Owning a home is one key to the "American Dream", but with foreclosure rates at a 50-year high in the U.S. it has never been more important to be a careful home buyer. Below are four steps most first-time home buyers should take before buying a home:

Always Assess your Credit - All mortgage lenders use FICO credit scores to determine loan eligibility. The higher your FICO credit score, the better your home loan interest rates. With a score of 650 or above, you're considered a good risk and should have no problem securing a mortgage. If your score is 600 or below, you may want to consider improving it before applying for loans. Remember that mortgage lenders are reluctant to lend money to people spending more than 35% of their gross monthly income on debt.

How Much Are You Borrowing - Many first-time home buyers make the mistake of borrowing as much as their banks or credit unions are willing to offer. While most lenders are comfortable issuing loans worth up to 33 percent of your gross income, many financial planners believe 25 percent is a more prudent number.

Onging Costs - One of the upsides of renting is that when the pipes break or the heater breaks, you can simply call your landlord to have it repaired. As a homeowner, you'll be in charg of these responsibilities. So, before taking out a mortgage be sure to factor in expenses like home improvements, basic maintenance and property taxes.

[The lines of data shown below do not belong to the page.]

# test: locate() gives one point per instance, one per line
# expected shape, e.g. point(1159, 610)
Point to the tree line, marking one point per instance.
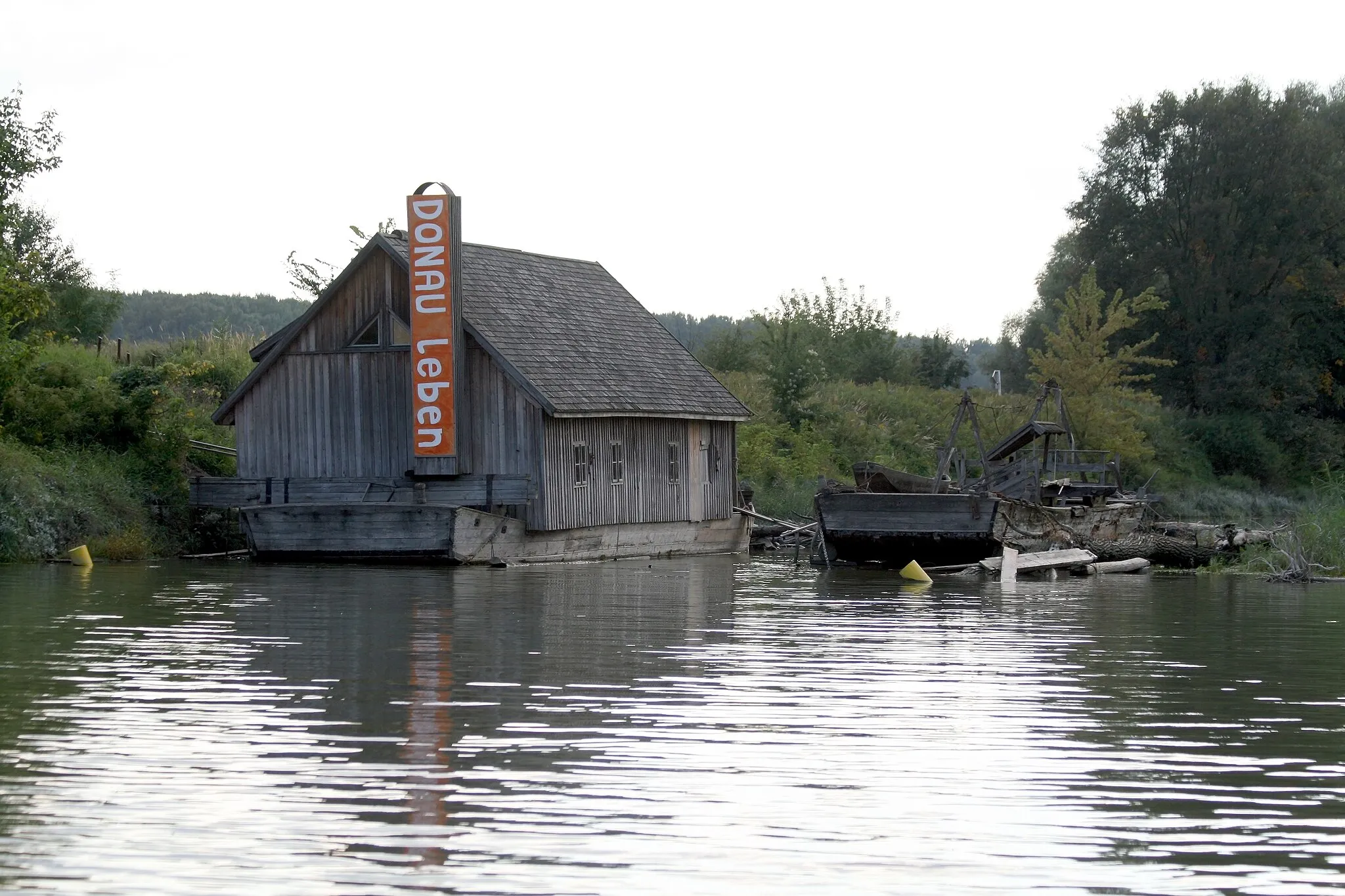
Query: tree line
point(1228, 203)
point(834, 335)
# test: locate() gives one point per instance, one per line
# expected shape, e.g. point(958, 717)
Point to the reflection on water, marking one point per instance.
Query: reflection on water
point(680, 727)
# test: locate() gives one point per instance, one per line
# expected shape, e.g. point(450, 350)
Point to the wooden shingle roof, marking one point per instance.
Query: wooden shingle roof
point(577, 339)
point(580, 339)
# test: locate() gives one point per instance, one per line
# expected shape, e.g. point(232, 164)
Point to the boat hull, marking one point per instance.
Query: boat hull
point(896, 528)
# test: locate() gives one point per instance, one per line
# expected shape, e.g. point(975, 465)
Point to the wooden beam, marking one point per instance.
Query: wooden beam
point(1044, 561)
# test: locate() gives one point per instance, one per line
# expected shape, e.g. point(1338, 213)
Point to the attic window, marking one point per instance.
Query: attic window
point(399, 332)
point(368, 336)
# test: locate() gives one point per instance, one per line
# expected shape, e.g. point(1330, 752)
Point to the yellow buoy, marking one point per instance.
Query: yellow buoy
point(914, 571)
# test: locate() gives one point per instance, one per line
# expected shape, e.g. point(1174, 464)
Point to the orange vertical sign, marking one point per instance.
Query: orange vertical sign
point(432, 326)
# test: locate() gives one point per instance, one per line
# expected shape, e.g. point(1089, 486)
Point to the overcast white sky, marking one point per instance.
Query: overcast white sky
point(709, 155)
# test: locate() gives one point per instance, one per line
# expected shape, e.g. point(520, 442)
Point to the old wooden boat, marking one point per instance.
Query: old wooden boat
point(1033, 489)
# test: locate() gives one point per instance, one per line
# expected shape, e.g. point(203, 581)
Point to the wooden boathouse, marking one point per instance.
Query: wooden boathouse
point(581, 427)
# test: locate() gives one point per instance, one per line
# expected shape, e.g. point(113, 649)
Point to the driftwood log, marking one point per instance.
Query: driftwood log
point(1164, 550)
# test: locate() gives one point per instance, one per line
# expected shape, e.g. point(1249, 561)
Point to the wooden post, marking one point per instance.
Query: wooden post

You Must Save - Buying your first home isn't just a matter of bidding on a house and signing on the dotted line. Before you make an offer on a home, be sure to set aside enough money for a home inspection and appraisal. These fees vary from region to region, so ask your real estate agent how much you can expect to pay. And don't forget about closing costs! They generally run you from 3 percent to 6 percent of the cost of the house, according to the National Foundation for Credit and Counseling.